7/10
Acting Holds This Together
25 September 2016
Warning: Spoilers
I am a big fan of Roger Corman's work, even some of the schlock you find in those bargain bin collections that are, now, public domain. I think that the man was exceptional at doing a lot with nothing. That fact that his low-rent films are still remembered, while so many others are lost to the sands of time, show that he was doing something right. That something was that he really understands story and how to make a riveting movie.

I had, until now, seen all of Corman's "Poe Cycle" with the exception of this film, the anomaly in the group. Corman was in a dispute with AIP, who had produced his previous two Poe films and tried to create one without them. Since AIP owned the rights to Corman's muse, Vincent Price, he went with Ray Milland in the main role. Milland is best known to horror fans for THE UNINVITED and another Corman classic, X: THE MAN WITH THE X-RAY EYES, though his most famous role may be in Hitchcock's DIAL M FOR MURDER.

As with most of the movies in this cycle, the Poe short story is not enough material to fill out a 90 minute movie, so Corman has to pad the proceedings with other material. Most of this movie is a "parlor film" much like the classic Gothic movies (a la Dracula), meaning that a great deal of the action takes place in the same few rooms, with minimal camera work and movement, but focusing on our actors and their lines, sort of a play on film.
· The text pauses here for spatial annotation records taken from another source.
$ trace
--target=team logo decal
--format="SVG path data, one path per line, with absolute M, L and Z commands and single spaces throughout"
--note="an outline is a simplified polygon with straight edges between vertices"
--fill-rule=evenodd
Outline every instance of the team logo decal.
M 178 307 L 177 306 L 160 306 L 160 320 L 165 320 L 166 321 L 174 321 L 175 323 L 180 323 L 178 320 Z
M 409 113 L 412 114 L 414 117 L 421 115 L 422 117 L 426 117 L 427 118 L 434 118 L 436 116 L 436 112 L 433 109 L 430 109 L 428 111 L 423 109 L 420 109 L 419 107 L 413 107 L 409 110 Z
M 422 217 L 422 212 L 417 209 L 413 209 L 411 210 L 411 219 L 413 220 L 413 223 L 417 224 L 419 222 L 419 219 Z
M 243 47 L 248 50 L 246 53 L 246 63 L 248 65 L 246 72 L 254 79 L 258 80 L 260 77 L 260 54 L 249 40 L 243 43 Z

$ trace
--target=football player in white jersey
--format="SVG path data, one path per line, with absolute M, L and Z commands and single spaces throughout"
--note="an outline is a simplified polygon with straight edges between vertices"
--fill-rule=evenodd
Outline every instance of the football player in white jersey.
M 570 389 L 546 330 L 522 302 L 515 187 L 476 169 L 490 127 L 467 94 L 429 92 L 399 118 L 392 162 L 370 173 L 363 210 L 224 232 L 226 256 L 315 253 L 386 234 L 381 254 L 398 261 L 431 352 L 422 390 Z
That can be disastrous in the wrong hands, but the acting here is what makes it work so well. Milland is fantastic, as usual. He plays a man whose father may (or may not) have been buried alive. His fear of repeating his father's fate is propelled by an incident at the beginning of the movie, where Milland's doctor robs a grave, only to witness a clear example of another man buried alive. As the movie goes on, the viewer is never sure if Milland is just plain crazy, or if anything has real grounding in reality. He builds an elaborate vault with a dozen escape routes to prevent his burial and his obsession begins to tear apart his marriage to AIP beauty Hazel Court. Milland is the main reason all of this works. He never feels "hokey" even in the most bizarre circumstances and evinces a clear sense of investment from the audience as they share his fear.

In the end, we find that what Milland really had to fear was much more mundane, as we get more of a "whodunit" plot in the final act that is, also, played out with tight film making until our exciting finale. Corman's eye for Gothic detail is on full display here. Even though most of the movie takes place in a few rooms, they add to the sense of constriction. The dungeon laboratory is a great scene, full of cobwebs and vaults. There is so much fog in this movie, you feel the dampness coming through the screen. The most feels far more "epic" than the limited scenery would warrant.

It's not the best of the Corman/ Poe Cycle, for that check out MASQUE OF THE RED DEATH or PIT AND THE PENDULUM, but it is certainly a great example of Gothic 60s horror and well worth a watch.